Communication during the bash — Don’t expect users to follow your instructions in calendar invite, many of them will try to figure things during the event or will have additional questions. Keep communication lines open, a lync group chat or slack channel work best.

Encouragement and participation from managers Show participants that management is bought into this idea and their time invested is not only granted but encouraged.

Rewards and motivation Tap into the vanity of people. Give them something to work for. A trophy, gift card or other perks and bragging rights works best. Also have different categories of prizes — most filed, most affective, security fix etc.

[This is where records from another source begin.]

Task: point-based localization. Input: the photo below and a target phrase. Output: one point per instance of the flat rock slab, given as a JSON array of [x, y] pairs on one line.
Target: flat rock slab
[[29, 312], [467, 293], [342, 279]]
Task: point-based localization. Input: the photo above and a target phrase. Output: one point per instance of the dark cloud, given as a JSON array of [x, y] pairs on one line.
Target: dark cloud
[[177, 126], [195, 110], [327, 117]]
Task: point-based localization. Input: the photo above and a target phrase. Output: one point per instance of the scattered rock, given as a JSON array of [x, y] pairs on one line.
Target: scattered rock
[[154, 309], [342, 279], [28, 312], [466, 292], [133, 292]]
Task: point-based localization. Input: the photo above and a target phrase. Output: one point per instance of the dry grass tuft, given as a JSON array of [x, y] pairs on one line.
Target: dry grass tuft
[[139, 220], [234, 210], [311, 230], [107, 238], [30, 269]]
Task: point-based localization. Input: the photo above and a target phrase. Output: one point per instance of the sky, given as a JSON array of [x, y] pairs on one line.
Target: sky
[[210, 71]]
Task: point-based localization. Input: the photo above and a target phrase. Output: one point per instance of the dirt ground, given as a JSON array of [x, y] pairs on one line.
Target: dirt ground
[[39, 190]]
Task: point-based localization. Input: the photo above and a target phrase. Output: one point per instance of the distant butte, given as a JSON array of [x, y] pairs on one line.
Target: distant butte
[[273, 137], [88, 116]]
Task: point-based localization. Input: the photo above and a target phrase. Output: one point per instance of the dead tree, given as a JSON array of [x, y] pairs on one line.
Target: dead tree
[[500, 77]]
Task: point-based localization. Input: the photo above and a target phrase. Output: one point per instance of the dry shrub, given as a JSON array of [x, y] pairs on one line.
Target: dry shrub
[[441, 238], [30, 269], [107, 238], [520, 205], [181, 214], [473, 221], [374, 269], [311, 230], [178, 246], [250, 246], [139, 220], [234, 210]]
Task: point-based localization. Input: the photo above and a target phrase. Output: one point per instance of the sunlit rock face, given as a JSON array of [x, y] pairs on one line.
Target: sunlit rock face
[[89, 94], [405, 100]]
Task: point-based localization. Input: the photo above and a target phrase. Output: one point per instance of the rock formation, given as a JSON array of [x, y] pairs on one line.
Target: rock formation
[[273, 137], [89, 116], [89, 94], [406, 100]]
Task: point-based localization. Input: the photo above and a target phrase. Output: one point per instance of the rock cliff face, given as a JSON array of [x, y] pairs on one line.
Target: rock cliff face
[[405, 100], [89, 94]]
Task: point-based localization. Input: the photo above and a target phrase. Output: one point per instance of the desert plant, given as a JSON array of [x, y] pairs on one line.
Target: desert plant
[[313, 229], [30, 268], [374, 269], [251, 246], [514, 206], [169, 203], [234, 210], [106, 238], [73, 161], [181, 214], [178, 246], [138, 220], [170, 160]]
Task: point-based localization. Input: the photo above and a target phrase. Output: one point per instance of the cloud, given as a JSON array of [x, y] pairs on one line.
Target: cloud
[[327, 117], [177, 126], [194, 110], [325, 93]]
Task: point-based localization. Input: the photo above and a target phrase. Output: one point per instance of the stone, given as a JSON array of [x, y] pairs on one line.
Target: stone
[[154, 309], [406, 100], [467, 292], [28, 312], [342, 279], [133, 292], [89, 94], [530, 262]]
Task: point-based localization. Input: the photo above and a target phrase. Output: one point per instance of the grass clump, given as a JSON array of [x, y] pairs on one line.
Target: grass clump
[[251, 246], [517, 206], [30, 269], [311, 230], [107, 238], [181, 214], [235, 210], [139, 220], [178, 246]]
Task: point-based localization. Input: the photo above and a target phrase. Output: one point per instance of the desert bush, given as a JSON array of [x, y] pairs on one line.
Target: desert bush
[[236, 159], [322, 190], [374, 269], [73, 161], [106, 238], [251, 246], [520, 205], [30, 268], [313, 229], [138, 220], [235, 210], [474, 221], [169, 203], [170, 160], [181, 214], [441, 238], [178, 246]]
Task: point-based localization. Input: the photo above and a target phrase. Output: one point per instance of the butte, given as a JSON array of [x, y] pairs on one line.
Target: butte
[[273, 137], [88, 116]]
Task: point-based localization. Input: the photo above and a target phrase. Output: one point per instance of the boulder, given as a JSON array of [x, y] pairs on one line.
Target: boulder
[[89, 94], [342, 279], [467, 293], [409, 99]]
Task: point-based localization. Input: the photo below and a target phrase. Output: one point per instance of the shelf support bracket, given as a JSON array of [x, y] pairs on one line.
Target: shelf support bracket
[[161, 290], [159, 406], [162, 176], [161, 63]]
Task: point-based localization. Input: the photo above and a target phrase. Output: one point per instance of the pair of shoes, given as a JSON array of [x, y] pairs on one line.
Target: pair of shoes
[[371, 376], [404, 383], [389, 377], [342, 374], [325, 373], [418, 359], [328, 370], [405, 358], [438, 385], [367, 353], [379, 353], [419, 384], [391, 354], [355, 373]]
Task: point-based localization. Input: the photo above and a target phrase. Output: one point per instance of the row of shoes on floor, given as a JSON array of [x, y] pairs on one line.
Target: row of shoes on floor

Timely triage and conclusions A successful bug bash can expect about ~100 bugs, going through many of the duplicates, understanding repro steps, asking clarifying questions can be a pain. But you have to do it fast (3–4 days) and send out conclusions to ensure your users will be motivated in future events.

DONT’s for a bug bash

  • Don’t do bug bash as a remedy for not having a test team. The focus a tester brings is at a completely differently level. This is an ad-hoc event that will aid in testing but it is not a replacement
  • Don’t ask for a larger audience time — limit an even to an hour or less.
  • Closing a bug as NOT A BUG is a sure way to ensure that this external user will never participate in your future bashes. Add a comment and/or mark it as Won’t fix. Show some respect for the time vested.
  • Another way to close a bug that I don’t like is to say not a requirement. That may be true and you could lower the priority of the bug, just like you would for a customer request.

Bug bash is not dog fooding

Dog fooding is an extension to a bug-bash, it is asynchronous. Users get instructions and they are free to play with the product at leisure. It happens over a period of days and can be happening continuously.

Many of these ideas are borrowed from successful bug bashes lead by manager, PD.